Too many people out here acting like they’re helpless. You have a choice. Your spouse doesn’t want you. Leave! You don’t think he or she has thought about the consequences.? It’s a message. Stop being in denial and go find someone who wants to be with you. If postpartum depression is making you intolerable to be around, then yes, your spouse may choose to not stay committed to you. You can’t be a miserable jackass and expect others to tolerate that life.
Oh, there’s so much to this I don’t even know where to begin. Let’s begin at the end: You can’t be a miserable jackass and expect others to tolerate that life. This person specifically references postpartum depression. Basically what they’re saying is if a person has an illness and they’re no longer fun they should expect their spouse to cheat and/or leave. Wow! I hope that if they are ever diagnosed with cancer or some other life threatening illness or disability that they are equally as understanding when their own spouse deserts them because they’re no longer fun.
Again it’s that whole, “For better or for worse, in sickness and in health” thing. You made vows to this person. You made a commitment. But for these people, that means nothing. Remember, being married doesn’t mean they owe you anything. You don’t own them.
Too many people out here acting like they’re helpless. You have a choice. See, that’s where you’re wrong. The choice is taken from us. We’re lied to and deceived so that we don’t have all of the information. It’ s not a level playing field. It’s rigged. That’s what cheating is all about. People are told, “Oh no! I’m not having an affair! How could you even think that?” when the reality is their spouse is in fact having an affair. They’re told they’re crazy and paranoid. The cheater is playing their part beautifully so that we don’t catch on, and if we suspect something, we’re always told we’re imagining things. “Everything’s fine. Nothing’s wrong. It’s work stress. I’m tired.” No, we are not given a choice. We’re given lies.
I also find it interesting how everything falls on the betrayed spouse. Your spouse doesn’t want you. Leave! Why am I the one that has to do anything? If my spouse is so miserable they must cheat on me then shouldn’t they be the one that leaves? It appears to me that I am the one getting shit on and yet the naysayers are looking at me and asking, “Why aren’t you doing anything about this? You need to take care of this.”
You don’t think he or she has thought about the consequences.? It’s a message.
No, I don’t think he or she has thought about the consequences. They either think they’re so damn brilliant they’ll never get caught, or they don’t believe their good chump will ever grow a backbone and start looking out for their own best interests instead of serving them. When consequences do occur they immediately try to turn it around and play the victim. Most cheaters don’t have any intentions of leaving their marriage. They enjoy eating cake. Those that do? They do not enjoy having any consequences levied. Again, they think they’re the victim when that happens.
Stop being in denial and go find someone who wants to be with you.

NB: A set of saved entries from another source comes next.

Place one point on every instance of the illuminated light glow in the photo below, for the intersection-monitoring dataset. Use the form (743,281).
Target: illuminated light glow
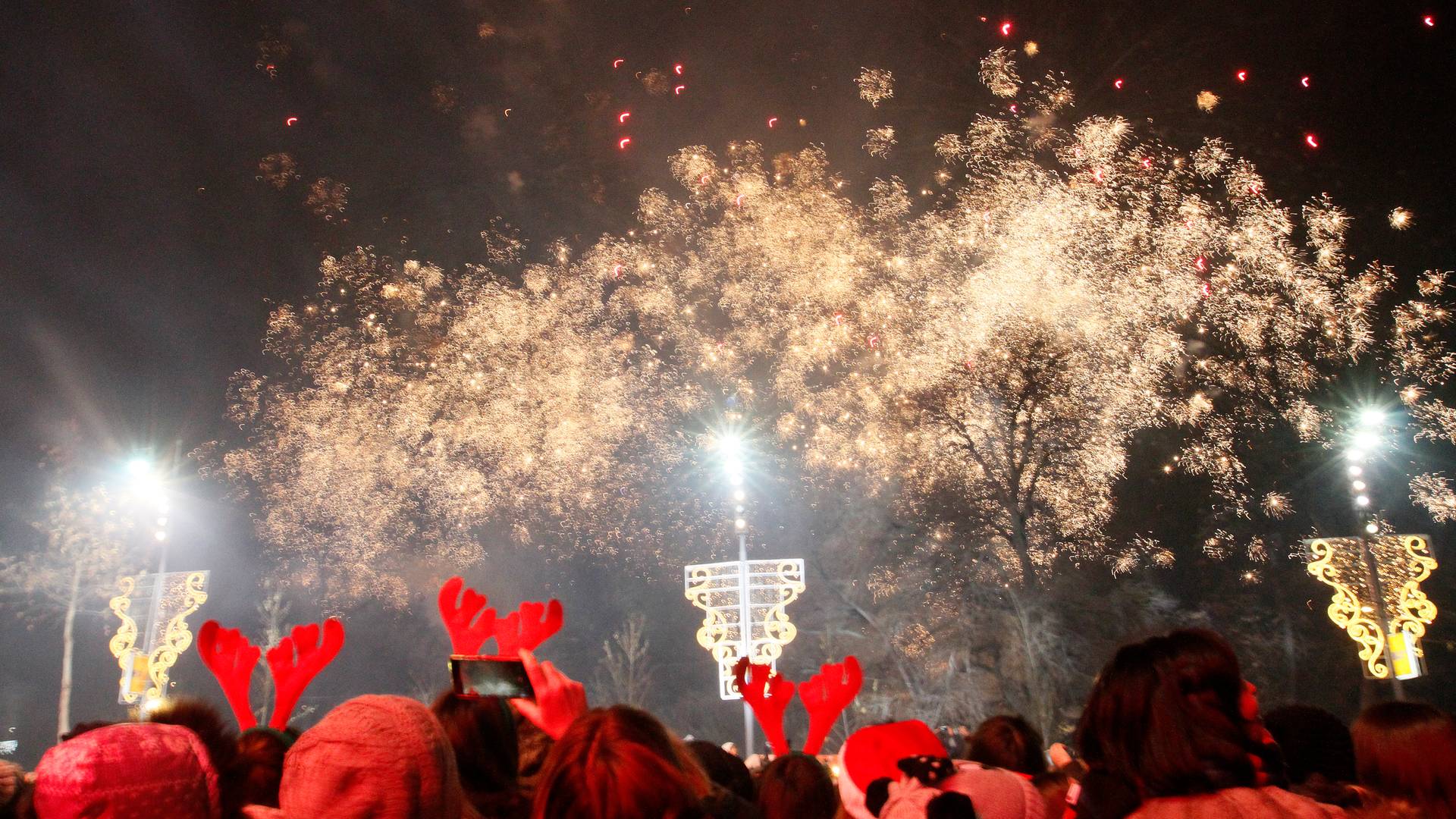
(745,611)
(1386,630)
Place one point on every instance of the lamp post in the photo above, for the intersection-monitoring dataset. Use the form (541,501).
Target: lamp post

Yes, because when you’ve been lied to and deceived, and your whole world implodes around you the first thing you think is, “I need to go out and find a new partner.” You’re not traumatized. You don’t have trust issues. It’s all, “Wow! I’m so lucky I get to find somebody new!” The fact that your whole life has been turned upside down and in many cases you don’t know where you’re going to live or how you’re going to pay your bills is not an issue. No, Jackass, all we’re thinking is, “I’m going to pull on my big girl (or boy) panties and find someone new. Someone who wants me.”
These people are idiots. End of story.